Accountability is limited if it's up to the officer when the cameras are on, Shaw said.
"The technology is not at a point where we think [the cameras] would be effective for police accountability and protecting individual privacy," she said.
Harriett Walden, founder of Mothers for Police Accountability, supports the cameras. Without video, she said, none of the now-controversial incidents would have ever come to light.
"The privacy of the citizen is intruded on when a person is getting their behind kicked [by the police] and there's no record of it," Walden said.
Paul Bascomb, chair of SPD's African American Advisory Council, said he remains unconvinced.
"There's so much [potential for] misuse besides good use that can happen from police wearing those cameras and the invasion of privacy," Bascomb said. "I am anti-camera."
Resistance from police
Chief Diaz's endorsement aside, rank-and-file Seattle officers don't seem to welcome the technology, either, something Union City's Kelly Musgrove calls "hilarious."
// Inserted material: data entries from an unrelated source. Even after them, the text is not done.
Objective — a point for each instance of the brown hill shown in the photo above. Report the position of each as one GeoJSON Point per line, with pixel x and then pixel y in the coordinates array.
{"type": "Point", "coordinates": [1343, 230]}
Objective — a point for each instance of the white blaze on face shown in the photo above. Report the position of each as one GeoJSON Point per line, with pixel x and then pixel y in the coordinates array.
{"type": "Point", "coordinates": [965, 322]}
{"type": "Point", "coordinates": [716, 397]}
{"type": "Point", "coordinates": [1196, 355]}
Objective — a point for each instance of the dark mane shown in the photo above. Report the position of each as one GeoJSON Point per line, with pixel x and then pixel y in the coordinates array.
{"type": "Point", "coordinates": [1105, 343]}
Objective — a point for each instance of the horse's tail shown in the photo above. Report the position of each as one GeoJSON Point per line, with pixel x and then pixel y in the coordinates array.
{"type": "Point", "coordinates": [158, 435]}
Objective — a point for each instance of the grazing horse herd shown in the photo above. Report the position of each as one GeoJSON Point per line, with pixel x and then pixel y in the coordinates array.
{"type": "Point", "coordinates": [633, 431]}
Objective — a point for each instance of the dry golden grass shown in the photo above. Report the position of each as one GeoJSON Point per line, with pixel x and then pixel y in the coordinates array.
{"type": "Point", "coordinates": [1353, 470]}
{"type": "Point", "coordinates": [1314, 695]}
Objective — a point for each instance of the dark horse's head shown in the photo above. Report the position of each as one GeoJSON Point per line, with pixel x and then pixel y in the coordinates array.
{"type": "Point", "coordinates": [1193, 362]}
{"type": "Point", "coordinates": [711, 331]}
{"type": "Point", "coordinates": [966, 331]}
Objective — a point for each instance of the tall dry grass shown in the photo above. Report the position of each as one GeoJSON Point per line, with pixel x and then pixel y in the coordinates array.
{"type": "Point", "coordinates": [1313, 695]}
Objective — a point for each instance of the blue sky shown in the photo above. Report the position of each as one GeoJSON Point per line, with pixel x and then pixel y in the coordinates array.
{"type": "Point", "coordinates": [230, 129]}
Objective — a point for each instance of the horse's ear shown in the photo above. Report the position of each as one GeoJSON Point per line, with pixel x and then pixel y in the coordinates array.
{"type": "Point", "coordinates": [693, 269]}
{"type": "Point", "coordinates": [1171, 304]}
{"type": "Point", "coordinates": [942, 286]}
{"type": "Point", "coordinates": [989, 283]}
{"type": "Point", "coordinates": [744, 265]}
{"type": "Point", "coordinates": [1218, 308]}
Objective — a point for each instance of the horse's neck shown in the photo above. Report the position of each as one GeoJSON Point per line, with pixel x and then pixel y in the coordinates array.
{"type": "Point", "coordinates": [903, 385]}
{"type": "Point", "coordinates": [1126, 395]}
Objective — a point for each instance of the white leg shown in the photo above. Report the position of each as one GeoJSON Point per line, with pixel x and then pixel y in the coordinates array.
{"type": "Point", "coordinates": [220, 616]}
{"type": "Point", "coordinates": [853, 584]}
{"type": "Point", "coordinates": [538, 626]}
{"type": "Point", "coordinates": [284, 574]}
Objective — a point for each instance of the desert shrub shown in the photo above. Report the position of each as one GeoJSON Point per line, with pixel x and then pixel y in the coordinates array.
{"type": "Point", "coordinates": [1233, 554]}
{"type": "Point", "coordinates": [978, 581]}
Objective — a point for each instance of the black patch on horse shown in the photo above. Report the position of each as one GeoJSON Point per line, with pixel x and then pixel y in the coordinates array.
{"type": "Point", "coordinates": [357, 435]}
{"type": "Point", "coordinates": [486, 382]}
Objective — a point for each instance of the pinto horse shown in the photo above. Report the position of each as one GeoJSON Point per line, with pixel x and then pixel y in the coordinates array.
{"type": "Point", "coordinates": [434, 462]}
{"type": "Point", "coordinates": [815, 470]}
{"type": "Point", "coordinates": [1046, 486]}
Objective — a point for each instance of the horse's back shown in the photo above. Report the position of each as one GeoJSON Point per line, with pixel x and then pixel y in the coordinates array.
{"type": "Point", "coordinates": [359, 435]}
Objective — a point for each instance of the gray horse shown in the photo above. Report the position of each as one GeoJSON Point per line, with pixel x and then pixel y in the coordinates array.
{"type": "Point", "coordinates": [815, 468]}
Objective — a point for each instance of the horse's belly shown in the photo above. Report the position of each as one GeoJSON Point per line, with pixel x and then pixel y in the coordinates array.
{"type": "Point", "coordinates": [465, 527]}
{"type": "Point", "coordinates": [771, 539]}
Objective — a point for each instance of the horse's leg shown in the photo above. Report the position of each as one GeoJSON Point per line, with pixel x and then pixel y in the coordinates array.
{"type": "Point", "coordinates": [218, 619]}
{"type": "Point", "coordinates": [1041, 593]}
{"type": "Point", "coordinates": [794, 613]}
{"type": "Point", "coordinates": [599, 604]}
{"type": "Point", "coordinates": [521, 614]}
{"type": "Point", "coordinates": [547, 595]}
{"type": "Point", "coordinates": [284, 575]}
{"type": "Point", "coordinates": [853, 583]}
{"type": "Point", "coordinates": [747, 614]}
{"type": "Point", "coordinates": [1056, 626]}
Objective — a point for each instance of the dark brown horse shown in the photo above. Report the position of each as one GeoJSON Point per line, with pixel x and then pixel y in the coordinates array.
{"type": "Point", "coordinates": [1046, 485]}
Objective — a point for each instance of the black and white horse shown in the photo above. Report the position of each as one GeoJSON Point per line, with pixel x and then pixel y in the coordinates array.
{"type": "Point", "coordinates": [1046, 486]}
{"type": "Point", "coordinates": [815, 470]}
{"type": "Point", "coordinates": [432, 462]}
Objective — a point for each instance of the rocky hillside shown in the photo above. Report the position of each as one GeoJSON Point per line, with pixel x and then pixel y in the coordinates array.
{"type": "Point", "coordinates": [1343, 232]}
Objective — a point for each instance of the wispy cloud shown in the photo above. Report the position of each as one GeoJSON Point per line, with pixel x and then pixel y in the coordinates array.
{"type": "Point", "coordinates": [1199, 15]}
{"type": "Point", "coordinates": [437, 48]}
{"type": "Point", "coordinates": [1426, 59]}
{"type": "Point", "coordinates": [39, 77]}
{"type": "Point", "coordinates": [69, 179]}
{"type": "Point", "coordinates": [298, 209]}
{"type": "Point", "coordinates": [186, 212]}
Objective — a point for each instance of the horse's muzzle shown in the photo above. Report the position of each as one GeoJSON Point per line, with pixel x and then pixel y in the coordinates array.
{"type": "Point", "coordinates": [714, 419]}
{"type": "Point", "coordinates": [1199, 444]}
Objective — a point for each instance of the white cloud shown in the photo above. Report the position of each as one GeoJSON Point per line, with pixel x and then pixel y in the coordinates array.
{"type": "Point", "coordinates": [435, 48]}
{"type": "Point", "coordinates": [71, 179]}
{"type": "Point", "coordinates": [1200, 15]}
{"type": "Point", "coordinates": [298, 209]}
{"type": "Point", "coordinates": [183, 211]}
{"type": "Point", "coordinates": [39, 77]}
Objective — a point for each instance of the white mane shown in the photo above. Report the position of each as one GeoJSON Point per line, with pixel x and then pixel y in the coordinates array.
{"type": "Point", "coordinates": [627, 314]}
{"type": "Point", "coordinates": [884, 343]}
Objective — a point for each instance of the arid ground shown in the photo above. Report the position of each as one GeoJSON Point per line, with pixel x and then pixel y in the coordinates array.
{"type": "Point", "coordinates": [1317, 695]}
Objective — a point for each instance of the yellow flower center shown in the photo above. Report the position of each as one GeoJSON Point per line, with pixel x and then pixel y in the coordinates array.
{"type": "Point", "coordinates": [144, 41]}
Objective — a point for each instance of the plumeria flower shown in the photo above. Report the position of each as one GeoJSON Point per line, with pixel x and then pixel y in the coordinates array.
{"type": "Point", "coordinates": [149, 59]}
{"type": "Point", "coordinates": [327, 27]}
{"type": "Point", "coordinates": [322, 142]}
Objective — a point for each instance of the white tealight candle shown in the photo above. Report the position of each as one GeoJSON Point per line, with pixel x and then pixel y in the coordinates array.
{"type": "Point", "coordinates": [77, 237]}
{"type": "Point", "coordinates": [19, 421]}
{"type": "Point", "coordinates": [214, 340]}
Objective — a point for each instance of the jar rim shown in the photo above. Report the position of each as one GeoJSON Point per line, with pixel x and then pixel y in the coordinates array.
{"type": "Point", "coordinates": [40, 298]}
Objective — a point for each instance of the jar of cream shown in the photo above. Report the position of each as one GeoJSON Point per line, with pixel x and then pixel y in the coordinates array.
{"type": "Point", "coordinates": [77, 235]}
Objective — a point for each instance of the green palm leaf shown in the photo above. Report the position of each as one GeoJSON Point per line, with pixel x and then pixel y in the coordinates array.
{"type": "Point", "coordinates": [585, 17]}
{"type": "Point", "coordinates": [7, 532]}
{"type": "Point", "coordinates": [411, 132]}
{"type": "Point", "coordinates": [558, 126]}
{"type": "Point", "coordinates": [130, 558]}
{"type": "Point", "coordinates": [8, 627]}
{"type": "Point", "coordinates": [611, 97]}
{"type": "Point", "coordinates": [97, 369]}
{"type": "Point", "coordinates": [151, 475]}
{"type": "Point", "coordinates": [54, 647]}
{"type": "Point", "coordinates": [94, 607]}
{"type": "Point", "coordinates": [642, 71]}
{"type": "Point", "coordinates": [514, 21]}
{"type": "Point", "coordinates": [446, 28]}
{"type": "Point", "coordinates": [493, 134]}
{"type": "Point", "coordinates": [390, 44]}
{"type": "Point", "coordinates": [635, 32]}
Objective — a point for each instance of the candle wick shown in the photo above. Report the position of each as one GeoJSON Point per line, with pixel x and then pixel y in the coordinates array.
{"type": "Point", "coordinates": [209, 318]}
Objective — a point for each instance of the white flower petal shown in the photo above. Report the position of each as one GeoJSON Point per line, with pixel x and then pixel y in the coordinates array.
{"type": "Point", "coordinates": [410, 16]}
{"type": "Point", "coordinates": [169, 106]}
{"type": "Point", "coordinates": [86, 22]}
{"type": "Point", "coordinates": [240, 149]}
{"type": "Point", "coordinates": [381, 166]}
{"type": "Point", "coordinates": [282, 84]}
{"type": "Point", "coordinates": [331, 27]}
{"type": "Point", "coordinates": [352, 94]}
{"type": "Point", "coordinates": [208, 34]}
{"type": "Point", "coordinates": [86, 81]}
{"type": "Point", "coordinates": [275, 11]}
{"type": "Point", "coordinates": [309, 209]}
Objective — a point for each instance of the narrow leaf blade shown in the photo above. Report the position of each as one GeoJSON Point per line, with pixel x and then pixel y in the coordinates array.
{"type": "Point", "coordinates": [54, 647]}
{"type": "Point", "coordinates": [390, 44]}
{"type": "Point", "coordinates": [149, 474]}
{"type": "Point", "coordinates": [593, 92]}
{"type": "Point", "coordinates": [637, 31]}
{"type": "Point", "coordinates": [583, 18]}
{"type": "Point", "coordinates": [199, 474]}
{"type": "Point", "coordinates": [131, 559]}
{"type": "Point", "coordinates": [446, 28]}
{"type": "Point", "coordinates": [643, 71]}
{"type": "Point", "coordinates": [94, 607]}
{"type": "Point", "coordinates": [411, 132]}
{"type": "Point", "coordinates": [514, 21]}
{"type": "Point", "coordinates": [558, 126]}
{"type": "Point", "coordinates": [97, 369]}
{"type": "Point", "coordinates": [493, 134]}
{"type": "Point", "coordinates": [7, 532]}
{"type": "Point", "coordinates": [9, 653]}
He said he saw the same pushback among officers 20 years ago when departments first started issuing microcassette tape recorders.
Heidi Traverso, Vievu's director of business development and a former SPD officer, said body cameras offer the Seattle Police Department a chance to rebuild trust. Whether it's cameras made by her company or another, SPD should have them, she said.
"There's nothing to fear by having more valuable evidence," said Traverso, whose husband is an SPD patrol officer. "If your conduct is on the up-and-up and you're doing a good job, why wouldn't you want that?"
Whitcomb said the state law would need to be changed. Harrell has proposed a pilot with 30 to 50 cameras on the street by January. As in Lake Forest Park, officers would notify citizens that they're being recorded, Harrell said.
He said that under a 2006 state Supreme Court decision, Lewis v. Department of Licensing, all officers need to do is notify citizens they're being recorded. They don't have to get their consent.
Most people don't know police are always audio-recording them whenever they answer a call, he added.
A citizens committee can help determine when the cameras are on or off, he said.
It's lack of leadership, not police resistance, that's keeping cameras off the bodies of Seattle's cops, Harrell said.
"The vast majority of people, real people, understand it and want it."